In the US versus THEM strategy where distinctions are erased between insurgents, nationalists, islamacists, and terrorists those groups are going to be pushed together to combat the US. We have homogenized them.
The other thing to understand about this group is that they are not unique. Their story is important because they are representative of the way AQ works now. The franchises are taking the tactics learned from the fighting in Iraq and are applying them elsewhere.
Led by Mr. Droukdal, 38, an explosives expert who joined the insurgency 12 years ago, the group has shifted to tactics “successfully employed by insurgents and terrorists in Iraq and Afghanistan,” according to the State Department.
In adopting these Qaeda-style tactics, it staged at least eight suicide bombings with vehicles last year, including two sets of attacks in central Algiers on the 11th of April and December, dates that now fill Algerians with dread. It dispatched the country’s first individual suicide bomber, who singled out President Abdelaziz Bouteflika of Algeria.
The group has also stepped up its use of remote-controlled roadside bombs, and there are increasingly deadly clashes with militias armed by the government to fight the militants.
The most recent evidence of this was just the other day with the embassy bombings in Yemen.
The use of two vehicle bombs — one to breach the perimeter of a compound, a second to drive inside and explode — is a tactic used by the Sunni insurgent group al-Qaeda in Iraq. [...]
He said a new, less-compromising generation of al-Qaeda leaders emerged, many of them moving into action after escaping from a Yemeni prison that year, he said.[...]
The Yemen bombings were just the latest high profile attack by a group trained and tested in Iraq. We have seen similar groups of Iraq trained fighters linked to AQ in Morocco, Jordan, Somalia and Afghanistan.
So what we have now really is a global war on terror and it is of our own making. Had we simply stayed in Afghanistan and finished the job there we would not have seen this Iraq blow back. Iraq is the central training ground for insurgents. The entire idea that we can gather all the terrorists in one place and kill them all was stupid. Terrorists can be trained and recruited and there numbers are not fixed.
While it is possible for the terrorists to cause a backlash and to turn the indigenous population against them i would not count on this being a frequent occurrence after the lesson learned in Iraq. We are seeing in Afghanistan that the neo-Taliban is able to shift the blame for the deaths of civilians onto the US by getting us to retaliate while they slipped away. It is like any sport, the second person is always called for the foul.

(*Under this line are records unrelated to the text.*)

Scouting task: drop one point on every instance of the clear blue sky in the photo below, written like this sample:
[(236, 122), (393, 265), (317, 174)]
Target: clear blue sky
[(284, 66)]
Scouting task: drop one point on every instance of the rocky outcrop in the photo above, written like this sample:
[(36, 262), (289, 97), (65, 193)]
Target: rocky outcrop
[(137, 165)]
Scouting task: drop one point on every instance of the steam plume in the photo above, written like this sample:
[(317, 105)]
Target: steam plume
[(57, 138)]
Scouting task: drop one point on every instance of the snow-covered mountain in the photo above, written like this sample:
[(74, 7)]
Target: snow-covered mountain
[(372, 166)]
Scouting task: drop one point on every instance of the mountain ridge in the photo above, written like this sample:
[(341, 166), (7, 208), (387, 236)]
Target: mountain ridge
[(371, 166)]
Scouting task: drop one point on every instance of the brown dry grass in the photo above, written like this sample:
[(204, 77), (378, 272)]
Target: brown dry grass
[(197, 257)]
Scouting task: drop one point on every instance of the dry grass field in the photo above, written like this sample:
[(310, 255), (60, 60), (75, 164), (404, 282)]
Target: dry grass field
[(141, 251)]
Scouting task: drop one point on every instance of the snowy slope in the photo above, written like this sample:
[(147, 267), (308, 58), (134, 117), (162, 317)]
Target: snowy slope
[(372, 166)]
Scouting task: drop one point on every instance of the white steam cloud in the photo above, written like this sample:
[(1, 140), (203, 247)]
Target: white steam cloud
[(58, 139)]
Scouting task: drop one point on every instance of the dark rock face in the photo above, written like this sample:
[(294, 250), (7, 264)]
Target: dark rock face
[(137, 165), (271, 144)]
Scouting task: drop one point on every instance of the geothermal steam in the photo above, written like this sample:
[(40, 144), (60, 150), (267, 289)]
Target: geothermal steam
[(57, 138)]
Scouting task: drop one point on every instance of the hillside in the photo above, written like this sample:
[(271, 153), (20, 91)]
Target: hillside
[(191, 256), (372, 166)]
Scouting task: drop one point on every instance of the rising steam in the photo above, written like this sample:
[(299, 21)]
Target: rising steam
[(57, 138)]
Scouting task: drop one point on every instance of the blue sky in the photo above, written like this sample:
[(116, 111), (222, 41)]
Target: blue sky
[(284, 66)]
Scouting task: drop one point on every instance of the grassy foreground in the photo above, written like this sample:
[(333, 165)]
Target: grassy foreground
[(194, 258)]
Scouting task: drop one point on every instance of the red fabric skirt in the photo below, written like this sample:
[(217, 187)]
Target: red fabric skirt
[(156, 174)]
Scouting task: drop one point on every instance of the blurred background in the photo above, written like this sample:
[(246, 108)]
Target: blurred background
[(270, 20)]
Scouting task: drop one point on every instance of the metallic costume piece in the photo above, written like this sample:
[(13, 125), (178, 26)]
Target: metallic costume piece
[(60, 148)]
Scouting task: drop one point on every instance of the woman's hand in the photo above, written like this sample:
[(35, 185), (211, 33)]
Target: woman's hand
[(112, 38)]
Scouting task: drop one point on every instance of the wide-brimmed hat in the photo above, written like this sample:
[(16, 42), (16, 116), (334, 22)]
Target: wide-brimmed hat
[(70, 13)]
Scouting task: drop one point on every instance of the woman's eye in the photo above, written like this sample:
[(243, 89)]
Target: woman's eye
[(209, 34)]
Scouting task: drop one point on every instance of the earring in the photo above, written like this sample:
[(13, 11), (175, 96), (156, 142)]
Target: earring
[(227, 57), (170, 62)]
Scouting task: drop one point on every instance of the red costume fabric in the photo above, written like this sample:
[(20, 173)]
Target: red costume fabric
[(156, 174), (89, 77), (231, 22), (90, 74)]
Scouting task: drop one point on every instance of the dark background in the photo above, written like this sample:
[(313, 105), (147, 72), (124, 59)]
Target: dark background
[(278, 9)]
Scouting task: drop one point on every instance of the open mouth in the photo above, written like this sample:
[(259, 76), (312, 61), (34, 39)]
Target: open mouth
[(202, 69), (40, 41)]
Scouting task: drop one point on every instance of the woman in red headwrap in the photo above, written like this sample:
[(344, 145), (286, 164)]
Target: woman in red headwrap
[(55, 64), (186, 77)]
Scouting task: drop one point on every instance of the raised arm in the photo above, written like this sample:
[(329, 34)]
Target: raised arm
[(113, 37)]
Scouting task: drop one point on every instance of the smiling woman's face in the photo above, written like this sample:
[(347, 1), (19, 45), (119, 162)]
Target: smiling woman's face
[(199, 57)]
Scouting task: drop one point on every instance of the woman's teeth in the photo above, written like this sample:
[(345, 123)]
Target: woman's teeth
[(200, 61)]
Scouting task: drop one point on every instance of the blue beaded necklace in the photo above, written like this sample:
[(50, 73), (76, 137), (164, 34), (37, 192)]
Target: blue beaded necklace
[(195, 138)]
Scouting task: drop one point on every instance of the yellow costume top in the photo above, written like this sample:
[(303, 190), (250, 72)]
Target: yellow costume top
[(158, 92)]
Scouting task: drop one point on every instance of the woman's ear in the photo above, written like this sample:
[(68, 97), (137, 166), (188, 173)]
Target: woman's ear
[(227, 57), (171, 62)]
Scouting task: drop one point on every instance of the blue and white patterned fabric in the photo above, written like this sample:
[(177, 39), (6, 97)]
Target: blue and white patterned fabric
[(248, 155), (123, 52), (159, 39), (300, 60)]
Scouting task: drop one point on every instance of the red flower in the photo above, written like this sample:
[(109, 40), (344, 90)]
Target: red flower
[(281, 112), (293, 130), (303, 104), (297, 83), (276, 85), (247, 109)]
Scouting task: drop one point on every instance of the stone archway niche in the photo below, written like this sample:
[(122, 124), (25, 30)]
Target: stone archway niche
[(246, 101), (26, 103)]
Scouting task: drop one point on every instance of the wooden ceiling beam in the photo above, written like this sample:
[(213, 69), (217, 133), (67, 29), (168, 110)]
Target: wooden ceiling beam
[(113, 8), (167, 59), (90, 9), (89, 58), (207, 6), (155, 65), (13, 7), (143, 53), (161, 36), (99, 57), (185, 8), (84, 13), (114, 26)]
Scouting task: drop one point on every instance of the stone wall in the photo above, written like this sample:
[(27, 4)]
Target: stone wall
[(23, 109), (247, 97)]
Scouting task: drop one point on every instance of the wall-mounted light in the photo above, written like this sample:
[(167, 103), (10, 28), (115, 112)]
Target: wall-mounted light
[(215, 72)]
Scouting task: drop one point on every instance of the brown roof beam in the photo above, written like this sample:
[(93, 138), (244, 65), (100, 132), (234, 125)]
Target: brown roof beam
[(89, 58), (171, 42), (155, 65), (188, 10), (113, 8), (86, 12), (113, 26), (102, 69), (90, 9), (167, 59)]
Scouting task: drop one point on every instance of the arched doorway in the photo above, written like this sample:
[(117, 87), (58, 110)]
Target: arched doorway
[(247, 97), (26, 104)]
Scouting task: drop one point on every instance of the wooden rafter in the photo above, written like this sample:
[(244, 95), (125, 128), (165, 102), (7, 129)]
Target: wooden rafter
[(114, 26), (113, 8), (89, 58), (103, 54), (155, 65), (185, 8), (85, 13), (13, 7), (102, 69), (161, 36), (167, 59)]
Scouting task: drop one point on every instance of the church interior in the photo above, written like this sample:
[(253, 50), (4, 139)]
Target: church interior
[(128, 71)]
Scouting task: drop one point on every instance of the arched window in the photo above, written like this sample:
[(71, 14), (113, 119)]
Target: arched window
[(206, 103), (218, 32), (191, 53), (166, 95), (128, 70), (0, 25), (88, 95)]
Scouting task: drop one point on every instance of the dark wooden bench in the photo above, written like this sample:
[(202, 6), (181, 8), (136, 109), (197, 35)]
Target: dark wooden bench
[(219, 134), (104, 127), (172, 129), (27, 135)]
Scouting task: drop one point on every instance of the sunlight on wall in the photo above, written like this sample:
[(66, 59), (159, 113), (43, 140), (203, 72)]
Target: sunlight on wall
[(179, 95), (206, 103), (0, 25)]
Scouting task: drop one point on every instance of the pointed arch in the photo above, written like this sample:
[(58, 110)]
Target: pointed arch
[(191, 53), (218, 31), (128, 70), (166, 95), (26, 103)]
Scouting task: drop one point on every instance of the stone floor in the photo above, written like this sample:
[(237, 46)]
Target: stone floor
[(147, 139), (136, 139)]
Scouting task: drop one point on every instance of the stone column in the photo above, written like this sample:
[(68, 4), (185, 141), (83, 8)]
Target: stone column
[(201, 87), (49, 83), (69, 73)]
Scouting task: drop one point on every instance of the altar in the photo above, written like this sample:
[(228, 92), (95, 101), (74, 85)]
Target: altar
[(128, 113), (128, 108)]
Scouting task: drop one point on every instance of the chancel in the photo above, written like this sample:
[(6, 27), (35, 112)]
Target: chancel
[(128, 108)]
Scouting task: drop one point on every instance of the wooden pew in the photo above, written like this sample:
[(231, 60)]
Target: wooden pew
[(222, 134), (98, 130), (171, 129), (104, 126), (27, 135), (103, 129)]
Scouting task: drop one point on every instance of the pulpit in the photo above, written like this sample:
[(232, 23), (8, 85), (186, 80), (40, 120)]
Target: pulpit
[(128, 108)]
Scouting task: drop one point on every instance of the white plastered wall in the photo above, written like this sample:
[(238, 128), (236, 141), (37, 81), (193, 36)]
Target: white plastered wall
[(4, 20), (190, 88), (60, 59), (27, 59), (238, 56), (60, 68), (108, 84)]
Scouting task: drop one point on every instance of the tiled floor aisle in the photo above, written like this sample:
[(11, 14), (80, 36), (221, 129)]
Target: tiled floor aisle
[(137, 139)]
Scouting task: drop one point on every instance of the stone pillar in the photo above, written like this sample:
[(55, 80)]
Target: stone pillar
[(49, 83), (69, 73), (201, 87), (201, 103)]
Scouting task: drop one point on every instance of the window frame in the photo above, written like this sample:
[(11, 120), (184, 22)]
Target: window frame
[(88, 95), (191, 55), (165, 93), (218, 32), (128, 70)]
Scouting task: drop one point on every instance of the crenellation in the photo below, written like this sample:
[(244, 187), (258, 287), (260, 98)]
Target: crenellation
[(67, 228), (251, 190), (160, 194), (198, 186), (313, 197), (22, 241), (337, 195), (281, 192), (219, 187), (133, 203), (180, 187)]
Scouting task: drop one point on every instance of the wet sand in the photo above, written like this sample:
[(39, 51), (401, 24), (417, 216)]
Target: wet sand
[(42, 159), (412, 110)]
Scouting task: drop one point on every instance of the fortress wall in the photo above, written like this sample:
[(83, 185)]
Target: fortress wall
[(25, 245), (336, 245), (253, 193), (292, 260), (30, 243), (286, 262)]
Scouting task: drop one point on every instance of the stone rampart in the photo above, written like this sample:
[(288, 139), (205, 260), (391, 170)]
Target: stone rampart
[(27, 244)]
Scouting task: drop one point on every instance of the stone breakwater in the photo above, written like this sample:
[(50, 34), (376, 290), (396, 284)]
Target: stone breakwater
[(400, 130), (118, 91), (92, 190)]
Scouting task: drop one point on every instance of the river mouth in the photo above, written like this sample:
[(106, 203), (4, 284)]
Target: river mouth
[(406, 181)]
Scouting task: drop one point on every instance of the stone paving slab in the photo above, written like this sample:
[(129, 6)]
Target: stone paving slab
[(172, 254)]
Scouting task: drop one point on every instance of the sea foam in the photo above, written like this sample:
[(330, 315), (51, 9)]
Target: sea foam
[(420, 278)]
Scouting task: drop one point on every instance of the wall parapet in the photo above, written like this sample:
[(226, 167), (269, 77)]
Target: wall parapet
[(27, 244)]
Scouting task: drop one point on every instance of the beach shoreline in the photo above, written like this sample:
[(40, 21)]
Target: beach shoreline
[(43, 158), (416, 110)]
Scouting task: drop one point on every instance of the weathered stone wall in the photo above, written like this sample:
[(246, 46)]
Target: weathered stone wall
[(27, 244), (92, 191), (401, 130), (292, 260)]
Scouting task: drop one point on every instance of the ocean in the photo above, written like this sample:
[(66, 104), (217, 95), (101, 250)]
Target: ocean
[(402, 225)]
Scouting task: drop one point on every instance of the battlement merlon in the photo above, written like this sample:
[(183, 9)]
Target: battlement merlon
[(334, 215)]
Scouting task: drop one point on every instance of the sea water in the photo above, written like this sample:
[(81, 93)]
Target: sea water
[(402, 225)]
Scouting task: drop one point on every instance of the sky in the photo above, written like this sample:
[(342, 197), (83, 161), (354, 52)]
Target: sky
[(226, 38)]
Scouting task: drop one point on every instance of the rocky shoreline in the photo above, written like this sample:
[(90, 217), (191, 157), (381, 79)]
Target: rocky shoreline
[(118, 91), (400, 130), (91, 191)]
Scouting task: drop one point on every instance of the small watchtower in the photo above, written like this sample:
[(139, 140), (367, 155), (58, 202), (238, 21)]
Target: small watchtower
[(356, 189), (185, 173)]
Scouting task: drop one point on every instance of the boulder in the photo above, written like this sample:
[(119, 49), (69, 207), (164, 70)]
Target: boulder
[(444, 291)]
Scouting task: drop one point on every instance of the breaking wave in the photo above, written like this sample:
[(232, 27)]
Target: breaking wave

As a result of our actions in Iraq we have seen an evolution and increased sophistication in the way AQ works. They have become a bad infection that survived the first course of treatment and came out resistant. To combat it we need a new comprehensive strategy run by people not beholden to neocon ideas about the world. I doubt this will come from McCain. Ask yourself, given all this does the surge vindicate McCain's decision to launch the war?